Mit Schreiben vom 10. September 2021 teilte die Leiterin der Grundschule … der Großmutter des Antragstellers, die der Vater des Antragstellers durch schulische Vollmacht zur Vertretung gegenüber der Schule bevollmächtigt hat, mit, dass es in der Vergangenheit nicht immer gelungen sei, für den Antragsteller ein optimales Lernumfeld in der Schule und seiner Ganztagsklasse zu finden. Der Antragsteller solle aus pädagogischen Gründen im kommenden Jahr nicht mehr die Ganztagsklasse besuchen.

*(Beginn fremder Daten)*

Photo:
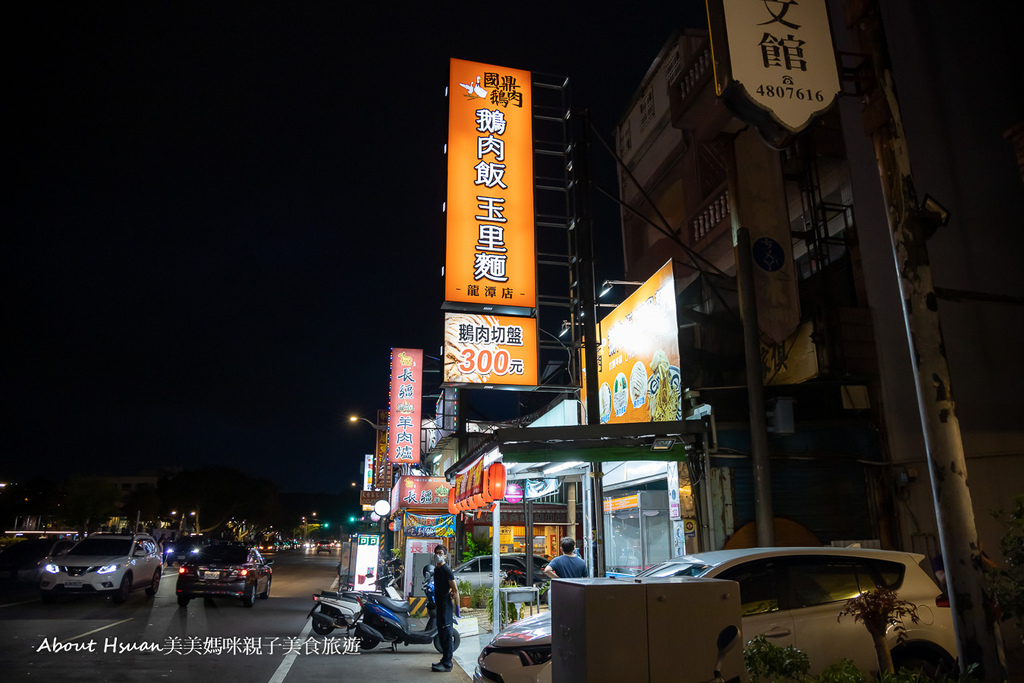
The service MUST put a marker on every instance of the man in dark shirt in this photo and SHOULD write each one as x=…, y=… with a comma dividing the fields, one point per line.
x=566, y=565
x=446, y=597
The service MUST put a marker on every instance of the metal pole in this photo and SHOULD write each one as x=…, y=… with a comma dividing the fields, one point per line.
x=585, y=241
x=978, y=638
x=496, y=553
x=763, y=513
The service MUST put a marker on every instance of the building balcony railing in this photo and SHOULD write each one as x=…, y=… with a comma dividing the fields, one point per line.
x=710, y=215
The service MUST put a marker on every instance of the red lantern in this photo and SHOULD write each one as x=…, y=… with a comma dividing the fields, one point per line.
x=496, y=481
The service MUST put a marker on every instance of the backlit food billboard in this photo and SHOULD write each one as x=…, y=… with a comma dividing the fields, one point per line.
x=489, y=260
x=496, y=350
x=404, y=412
x=638, y=355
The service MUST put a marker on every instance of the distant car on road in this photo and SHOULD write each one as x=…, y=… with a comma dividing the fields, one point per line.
x=224, y=570
x=24, y=560
x=114, y=564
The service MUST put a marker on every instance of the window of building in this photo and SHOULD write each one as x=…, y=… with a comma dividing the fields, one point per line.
x=625, y=139
x=646, y=109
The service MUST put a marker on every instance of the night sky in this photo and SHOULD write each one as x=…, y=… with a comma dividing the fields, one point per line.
x=221, y=216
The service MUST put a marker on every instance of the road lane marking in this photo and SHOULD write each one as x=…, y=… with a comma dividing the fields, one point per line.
x=102, y=628
x=11, y=604
x=286, y=665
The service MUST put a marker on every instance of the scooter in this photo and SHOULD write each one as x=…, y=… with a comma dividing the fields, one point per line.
x=388, y=619
x=334, y=610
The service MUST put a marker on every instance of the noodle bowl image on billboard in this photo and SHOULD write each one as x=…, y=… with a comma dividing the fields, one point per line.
x=638, y=356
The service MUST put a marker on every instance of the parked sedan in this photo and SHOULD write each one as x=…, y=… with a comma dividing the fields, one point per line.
x=224, y=570
x=25, y=560
x=793, y=594
x=478, y=571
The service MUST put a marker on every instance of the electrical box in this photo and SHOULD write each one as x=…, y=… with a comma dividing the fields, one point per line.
x=643, y=630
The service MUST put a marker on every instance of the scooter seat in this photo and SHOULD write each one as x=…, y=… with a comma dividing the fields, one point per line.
x=393, y=605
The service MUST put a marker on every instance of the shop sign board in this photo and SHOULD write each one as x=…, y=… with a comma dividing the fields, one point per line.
x=428, y=526
x=494, y=350
x=626, y=503
x=774, y=63
x=489, y=261
x=638, y=355
x=420, y=493
x=404, y=410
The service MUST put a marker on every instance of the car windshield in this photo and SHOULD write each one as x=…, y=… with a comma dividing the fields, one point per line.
x=676, y=568
x=224, y=554
x=101, y=547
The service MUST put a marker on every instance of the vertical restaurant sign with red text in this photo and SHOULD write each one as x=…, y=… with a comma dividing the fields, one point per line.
x=403, y=415
x=489, y=259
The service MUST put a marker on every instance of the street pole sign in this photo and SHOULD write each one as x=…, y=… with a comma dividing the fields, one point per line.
x=774, y=62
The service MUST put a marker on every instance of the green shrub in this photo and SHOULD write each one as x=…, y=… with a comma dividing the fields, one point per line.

Die dort regelmäßig wechselnden Bezugspersonen – verschiedene Lehrer und externes Personal -, offene Lernformen, sowie lange Schulzeiten und die verhärteten eingefahrenen Strukturen innerhalb der Klassengemeinschaft böten wenig Raum, den Bedürfnissen des Antragstellers gerecht zu werden. Der Antragsteller werde daher ab dem kommenden Schuljahr die Regelklasse 4a besuchen. Dieser Klassenwechsel biete dem Antragsteller die Chance, sein letztes Grundschuljahr in einem neuen Umfeld, in einer neuen Klassengemeinschaft mit nur wenigen Schülern und mit einer neuen erfahrenen Lehrkraft unbefangen zu starten.

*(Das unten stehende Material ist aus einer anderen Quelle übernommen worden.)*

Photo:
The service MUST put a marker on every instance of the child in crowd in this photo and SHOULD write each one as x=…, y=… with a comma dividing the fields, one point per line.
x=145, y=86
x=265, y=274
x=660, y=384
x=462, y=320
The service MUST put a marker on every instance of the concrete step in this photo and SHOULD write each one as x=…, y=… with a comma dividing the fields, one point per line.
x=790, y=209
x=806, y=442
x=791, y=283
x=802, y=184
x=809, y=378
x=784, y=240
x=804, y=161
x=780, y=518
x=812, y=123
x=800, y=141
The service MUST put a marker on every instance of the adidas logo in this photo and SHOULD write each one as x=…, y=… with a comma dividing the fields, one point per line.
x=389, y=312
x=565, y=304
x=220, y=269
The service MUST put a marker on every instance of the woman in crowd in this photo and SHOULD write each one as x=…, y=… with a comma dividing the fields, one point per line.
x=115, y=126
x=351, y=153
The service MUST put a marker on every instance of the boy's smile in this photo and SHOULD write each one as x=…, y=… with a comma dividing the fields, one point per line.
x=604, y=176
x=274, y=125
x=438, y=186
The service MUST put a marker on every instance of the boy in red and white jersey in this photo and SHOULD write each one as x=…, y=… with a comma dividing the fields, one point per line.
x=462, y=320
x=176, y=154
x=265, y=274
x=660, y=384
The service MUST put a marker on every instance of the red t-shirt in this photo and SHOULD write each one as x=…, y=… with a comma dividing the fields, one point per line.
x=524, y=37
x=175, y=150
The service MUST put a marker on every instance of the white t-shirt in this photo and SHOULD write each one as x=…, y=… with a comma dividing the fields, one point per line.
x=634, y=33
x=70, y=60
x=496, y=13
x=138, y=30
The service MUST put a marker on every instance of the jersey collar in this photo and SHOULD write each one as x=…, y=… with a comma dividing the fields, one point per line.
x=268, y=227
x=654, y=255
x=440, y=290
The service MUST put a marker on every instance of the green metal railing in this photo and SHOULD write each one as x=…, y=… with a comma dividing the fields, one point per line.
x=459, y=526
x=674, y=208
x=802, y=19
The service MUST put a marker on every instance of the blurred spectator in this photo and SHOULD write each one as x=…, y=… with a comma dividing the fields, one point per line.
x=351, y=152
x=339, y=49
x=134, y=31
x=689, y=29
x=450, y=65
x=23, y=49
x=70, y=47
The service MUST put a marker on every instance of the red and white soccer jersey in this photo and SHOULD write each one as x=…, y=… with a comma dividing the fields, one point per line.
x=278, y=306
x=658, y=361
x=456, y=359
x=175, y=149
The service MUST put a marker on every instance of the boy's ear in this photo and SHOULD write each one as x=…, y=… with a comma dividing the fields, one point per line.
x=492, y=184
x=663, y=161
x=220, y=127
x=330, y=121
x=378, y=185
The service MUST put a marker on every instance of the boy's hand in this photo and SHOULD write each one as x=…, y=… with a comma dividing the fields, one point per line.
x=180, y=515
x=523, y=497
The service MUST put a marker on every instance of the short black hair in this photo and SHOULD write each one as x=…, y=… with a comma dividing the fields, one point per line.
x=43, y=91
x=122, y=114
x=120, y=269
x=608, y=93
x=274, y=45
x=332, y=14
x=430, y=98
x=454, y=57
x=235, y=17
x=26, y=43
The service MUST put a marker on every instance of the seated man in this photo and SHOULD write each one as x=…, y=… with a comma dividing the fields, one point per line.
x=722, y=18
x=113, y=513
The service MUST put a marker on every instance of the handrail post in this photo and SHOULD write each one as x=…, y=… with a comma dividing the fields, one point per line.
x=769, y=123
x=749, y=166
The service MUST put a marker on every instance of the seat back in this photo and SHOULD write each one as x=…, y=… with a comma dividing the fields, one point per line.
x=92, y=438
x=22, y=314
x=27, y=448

Mit Schreiben vom 16. September 2021 teilte die Bevollmächtigte des Vaters des Antragstellers der Grundschule … mit, dass seitens des Vaters des Antragstellers kein Einverständnis damit bestehe, dass der Antragsteller statt der Ganztagsklasse, die er seit seiner Einschulung besucht habe, die Regelklasse 4a besuchen solle.
2. Am 5. Oktober 2021 beantragte der Vater des Antragstellers als gesetzlicher Ver treter des Antragstellers, den Antragsgegner im Wege des einstweiligen Rechtsschutzes zu verpflichten,
den Antragsteller ab sofort in der Ganztagsklasse 4d zu beschulen.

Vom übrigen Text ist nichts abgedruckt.